SCALE: Selective Resource Allocation for Overcoming Performance Bottlenecks in Mathematical Test-time Scaling
Yang Xiao, Chunpu Xu, Ruifeng Yuan, Jiashuo Wang, Wenjie Li, Pengfei Liu
2025-12-02
Summary
This paper introduces a new method, called SCALE, for improving how large language models (LLMs) solve complex math problems. It focuses on making the models more efficient by smartly deciding where to spend their processing power during problem-solving.
What's the problem?
Currently, when LLMs are given more computing power to tackle hard math problems, that power is spread evenly across *all* steps of the problem. This isn't ideal because some steps are easy and don't need much effort, while others are really difficult and require a lot more. Essentially, valuable computing resources are wasted on simple parts, limiting performance on the truly challenging aspects of the problem, and you eventually hit a point where adding more power doesn't help much.
What's the solution?
SCALE is inspired by the idea that humans use two different thinking styles: a fast, automatic 'System 1' for easy tasks and a slower, more deliberate 'System 2' for hard ones. SCALE breaks down a math problem into smaller steps, figures out which steps are easy and which are hard, and then applies more computing power to the difficult steps while quickly handling the easy ones. It does this by first breaking the problem down, then assessing the difficulty of each part, assigning a processing mode (System 1 or System 2), and finally solving the problem step-by-step, carrying information from one step to the next.
Why it matters?
This research is important because it shows a way to get significantly better results from LLMs on math problems *without* necessarily needing to massively increase computing power.
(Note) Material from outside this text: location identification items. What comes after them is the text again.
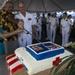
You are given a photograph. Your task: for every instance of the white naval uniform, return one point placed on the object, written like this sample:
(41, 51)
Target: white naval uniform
(28, 22)
(65, 30)
(53, 24)
(38, 28)
(48, 28)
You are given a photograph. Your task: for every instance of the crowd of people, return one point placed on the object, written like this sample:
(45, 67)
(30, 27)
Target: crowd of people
(19, 30)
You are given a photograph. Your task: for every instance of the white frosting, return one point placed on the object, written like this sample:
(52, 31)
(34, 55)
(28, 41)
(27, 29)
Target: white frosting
(33, 65)
(60, 47)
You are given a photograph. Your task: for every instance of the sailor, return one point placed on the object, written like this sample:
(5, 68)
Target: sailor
(38, 26)
(29, 22)
(53, 24)
(65, 27)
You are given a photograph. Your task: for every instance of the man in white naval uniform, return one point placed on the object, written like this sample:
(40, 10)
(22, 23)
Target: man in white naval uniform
(65, 26)
(29, 21)
(48, 26)
(38, 26)
(53, 24)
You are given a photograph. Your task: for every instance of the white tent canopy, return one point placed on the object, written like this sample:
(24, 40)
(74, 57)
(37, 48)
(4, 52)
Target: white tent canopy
(45, 5)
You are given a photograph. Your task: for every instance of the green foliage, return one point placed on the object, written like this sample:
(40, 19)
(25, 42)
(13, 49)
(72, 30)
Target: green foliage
(68, 70)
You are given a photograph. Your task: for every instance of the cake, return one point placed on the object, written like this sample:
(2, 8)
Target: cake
(44, 50)
(32, 65)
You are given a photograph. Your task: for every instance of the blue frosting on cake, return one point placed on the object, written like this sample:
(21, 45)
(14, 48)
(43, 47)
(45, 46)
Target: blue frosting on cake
(45, 50)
SCALE improves accuracy by up to 13.75% and reduces the amount of computation needed by 33-53%, making these powerful models more practical and efficient for solving complex mathematical tasks.
Abstract
Test-time compute scaling has emerged as a powerful paradigm for enhancing mathematical reasoning in large language models (LLMs) by allocating additional computational resources during inference. However, current methods employ uniform resource distribution across all reasoning sub-problems, creating fundamental bottlenecks where challenging sub-problems receive insufficient attention while routine operations consume disproportionate resources. This uniform allocation creates performance bottlenecks where additional computational resources yield diminishing returns. Inspired by dual-process theory, we propose SCALE (Selective Resource Allocation), a framework that selectively allocates computational resources based on sub-problem difficulty. SCALE operates through four stages: (1) problem decomposition into sequential reasoning sub-problems, (2) difficulty assessment of each sub-problem to distinguish between routine operations and computationally challenging sub-problems, (3) selective processing mode assignment between System 1 for simple sub-problems and System 2 for complex ones, and (4) sequential execution with context propagation. By concentrating resources on challenging sub-problems while processing routine operations efficiently, SCALE achieves substantial performance improvements with superior resource utilization. Extensive experiments demonstrate that SCALE significantly outperforms uniform scaling baselines, achieving accuracy improvements of up to 13.75 percentage points (57.50% to 71.25% on AIME25) while reducing computational costs by 33%-53%, representing a major advance in test-time scaling that addresses fundamental limitations of current approaches.